- Clear Springs Clear Springs
- Coordinates: 29°40′34″N 98°03′35″W﻿ / ﻿29.67611°N 98.05972°W
- Country: United States
- State: Texas
- County: Guadalupe
- Elevation: 620 ft (190 m)
- Time zone: UTC-6 (Central (CST))
- • Summer (DST): UTC-5 (CDT)
- Area code: 830
- GNIS feature ID: 1384862

= Clear Springs, Texas =

Neighborhood in New Braunfels, Texas, United States

Clear Springs is a historic settlement and former unincorporated community that is now a neighborhood in New Braunfels, Texas, United States. As part of New Braunfels, it is part of the San Antonio Metropolitan Statistical Area. It shares its name with the nearby Clear Springs Air Force Base.

==History==
German settlers first immigrated to the area in the 1840s. Clear Springs was named for the natural springs water source for the settlement, which is now covered by Lake Dunlap. The location on which Clear Springs sits had been surveyed by James Bowie.

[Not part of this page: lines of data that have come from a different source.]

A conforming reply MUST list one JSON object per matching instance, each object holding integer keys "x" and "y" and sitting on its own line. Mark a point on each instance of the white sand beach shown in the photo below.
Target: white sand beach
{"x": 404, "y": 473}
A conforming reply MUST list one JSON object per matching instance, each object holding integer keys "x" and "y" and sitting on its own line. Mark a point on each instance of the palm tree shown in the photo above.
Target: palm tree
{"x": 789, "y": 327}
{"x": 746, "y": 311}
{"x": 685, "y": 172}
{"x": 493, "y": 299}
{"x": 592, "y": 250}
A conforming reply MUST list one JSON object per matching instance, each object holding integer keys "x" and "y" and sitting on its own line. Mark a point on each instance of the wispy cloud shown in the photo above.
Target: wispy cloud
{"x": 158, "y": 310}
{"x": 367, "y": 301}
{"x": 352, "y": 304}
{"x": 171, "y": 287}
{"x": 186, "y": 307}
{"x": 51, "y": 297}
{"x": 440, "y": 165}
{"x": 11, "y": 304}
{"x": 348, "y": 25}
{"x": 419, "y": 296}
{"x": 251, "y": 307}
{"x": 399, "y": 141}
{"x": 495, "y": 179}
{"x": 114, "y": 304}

In 1873, a cotton gin and general store were built for the processing, storage, and sale of cotton and goods. Wagon loads of cotton were brought from the region to the gin be to be weighed, sold and processed. The community had a post office in 1874 and called the location Bernhardsville. In 1875, the name was officially changed to Clear Springs.

In the 1890s, Clear Springs hosted the general store, cotton gin, and a population of 100. The post office was closed in 1906; however, the residents stayed on to support the community. In later years, the store was incorporated into a dance hall and saloon. The dance hall became a local favorite, as it was the only establishment of the kind for several miles. Clear Springs had two businesses and a school in 1946. The school was consolidated with the New Braunfels school district in the 1950s. In 1990, several businesses as well as a church served a population of 60.

The historical Clear Springs Hall and Store now houses Clear Springs Restaurant. This establishment has tried to preserve the German small town heritage and historical atmosphere of the structure itself.

Clear Springs is located just off SH 46, at the intersection of SH 46 and FM 758, nine miles northwest of Seguin in northwestern Guadalupe County.

==Geography==
Clear Springs is located at (29.6760591, -98.0597292. This is about 30 mi east of Downtown San Antonio and 50 mi south of Austin.